Triple‑Phytochemical Nanoparticle for CRC: Formulation, In Vitro Release, Safety, and Gene‑Expression Signals

Investigators report developing a triple-payload nanoparticle carrying resveratrol, acetyl-11-keto-β-boswellic acid (AKBA), and quercetin—referred to as the 3X nanoparticle formulation—for colorectal cancer–relevant in vitro evaluation.

The abstract describes physicochemical characterization and encapsulation efficiency, in vitro pharmaceutical characteristics (including release/permeation), cytotoxicity testing in Caco-2 cells, and gene-expression analyses; it also reports minimal hemolysis as an in vitro safety-related result. Findings are organized across physicochemical characterization, payload incorporation, in vitro release/permeation behavior, hemocompatibility testing, cytotoxicity in Caco-2 cells, and gene-expression readouts after exposure. Across these sections, the authors frame the work as an early feasibility effort to assemble and screen a combination phytochemical nanoformulation under laboratory conditions.

Physical characterization is presented as baseline stability-related metrics for the 3X nanosuspension. The authors report a mean particle diameter of 198.5 nm, a polydispersity index (PDI) of 0.492, and a zeta potential of −32.7 mV. In the article’s narrative, these measurements describe the size distribution and surface charge profile of the formulation as prepared and tested, without extending claims beyond the reported measurements. Together, these values define the physical profile carried forward into subsequent in vitro assays.

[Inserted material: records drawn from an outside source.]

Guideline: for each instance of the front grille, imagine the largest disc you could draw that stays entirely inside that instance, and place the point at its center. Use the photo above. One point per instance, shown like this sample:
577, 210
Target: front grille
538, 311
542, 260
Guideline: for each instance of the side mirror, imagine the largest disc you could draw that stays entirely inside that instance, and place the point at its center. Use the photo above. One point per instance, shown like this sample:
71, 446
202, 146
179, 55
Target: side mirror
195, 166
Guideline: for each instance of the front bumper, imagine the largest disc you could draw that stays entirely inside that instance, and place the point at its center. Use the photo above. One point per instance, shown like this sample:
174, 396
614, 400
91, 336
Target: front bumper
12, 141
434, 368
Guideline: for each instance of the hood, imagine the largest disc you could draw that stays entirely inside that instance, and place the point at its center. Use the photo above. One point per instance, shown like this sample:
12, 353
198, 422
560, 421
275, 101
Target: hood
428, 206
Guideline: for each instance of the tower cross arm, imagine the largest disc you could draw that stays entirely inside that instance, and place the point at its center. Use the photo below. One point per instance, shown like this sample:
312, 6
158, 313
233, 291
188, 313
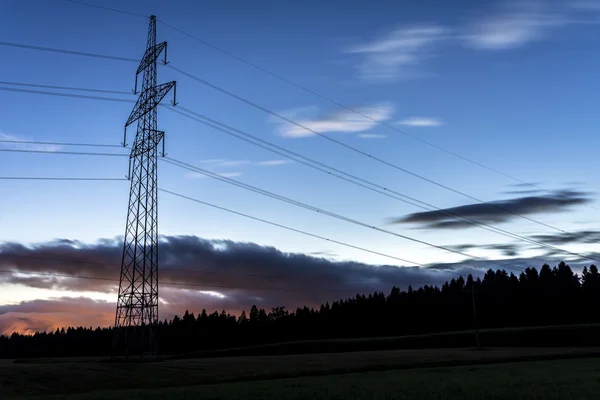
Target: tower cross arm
148, 100
151, 55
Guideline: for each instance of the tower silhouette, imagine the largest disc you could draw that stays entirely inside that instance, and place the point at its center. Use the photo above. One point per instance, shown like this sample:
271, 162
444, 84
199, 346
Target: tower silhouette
137, 303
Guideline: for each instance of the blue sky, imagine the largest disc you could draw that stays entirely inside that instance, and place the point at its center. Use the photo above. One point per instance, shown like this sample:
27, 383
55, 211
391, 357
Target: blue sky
512, 85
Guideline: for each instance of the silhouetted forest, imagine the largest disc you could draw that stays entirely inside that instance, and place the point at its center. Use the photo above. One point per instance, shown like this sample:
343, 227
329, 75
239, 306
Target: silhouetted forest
554, 296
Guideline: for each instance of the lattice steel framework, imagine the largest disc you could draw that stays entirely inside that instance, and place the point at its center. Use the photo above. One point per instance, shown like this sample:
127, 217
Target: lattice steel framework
137, 303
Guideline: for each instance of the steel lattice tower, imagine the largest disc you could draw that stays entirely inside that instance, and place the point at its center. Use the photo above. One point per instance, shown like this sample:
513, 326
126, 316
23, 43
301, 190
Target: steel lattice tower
137, 303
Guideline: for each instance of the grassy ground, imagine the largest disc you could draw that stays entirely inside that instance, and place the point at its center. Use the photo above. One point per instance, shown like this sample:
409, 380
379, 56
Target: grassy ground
83, 377
548, 380
540, 336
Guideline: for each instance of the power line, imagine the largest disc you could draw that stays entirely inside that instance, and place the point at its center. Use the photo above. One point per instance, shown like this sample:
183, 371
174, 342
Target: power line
228, 273
361, 152
58, 152
71, 52
43, 178
196, 285
289, 228
330, 100
61, 143
255, 189
107, 8
337, 173
64, 87
97, 55
77, 96
472, 221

Payload incorporation is reported as compound-specific encapsulation performance within the single formulation. The authors describe quantifying encapsulation efficiencies for each phytochemical in 3X and report values of 90% for AKBA, 80% for resveratrol, and 75% for quercetin. These loading results are presented as the study’s accounting of how much of each agent was retained within the nanoparticle system at the time of measurement. The investigators position these reported efficiencies as the basis for subsequent release/transport experiments and cell-based testing.

Release and transport behavior are summarized in the context of how the multi-agent system behaves under the study’s in vitro conditions. In describing in vitro permeation studies, the authors report that the formulation demonstrated a “controlled release” mechanism for the encapsulated phytochemicals.

Hemocompatibility and viability-related screening are reported as separate assay readouts. For hemolysis testing, the authors report minimal hemolysis of approximately 3% in vitro. In parallel, cytotoxicity testing in the Caco-2 colorectal cancer cell line is reported with an IC50 of 365 µg in the study’s cytotoxicity assay (reported in the abstract without additional unit context). Together, these values are presented as in vitro safety/compatibility and cell-viability readouts for the 3X formulation.

Gene-expression results are described as directionally altered transcripts in Caco-2 cells following exposure to 3X. The investigators report downregulation of TGFβ and COX-2, reduced IL-1β expression, and upregulation of TNFα compared with control cells; the abstract also reports increased nitric oxide (NO) alongside these gene-expression changes. In their conclusions, the authors characterize the overall findings as preliminary and state that further in vivo studies are warranted to validate these findings and clarify underlying molecular mechanisms.

Questions that follow from the reported dataset include how the in vitro release/transport behavior might map onto in vivo exposure and whether the observed transcript signals would persist in more complex tumor-relevant models. The study’s closing message remains centered on what was measured in vitro and what the authors propose to evaluate next.

Key Takeaways:

• The authors report a baseline physical characterization profile for 3X using mean diameter, PDI, and zeta potential as the primary presented metrics.
• Investigators describe controlled-release behavior in permeation-related in vitro testing as part of the formulation’s reported pharmaceutical characteristics.
• The paper reports low hemolysis and a Caco-2 cytotoxicity IC50 alongside directionally changed gene-expression signals (including TGFβ, COX-2, TNFα, NO, and IL-1β) after 3X exposure.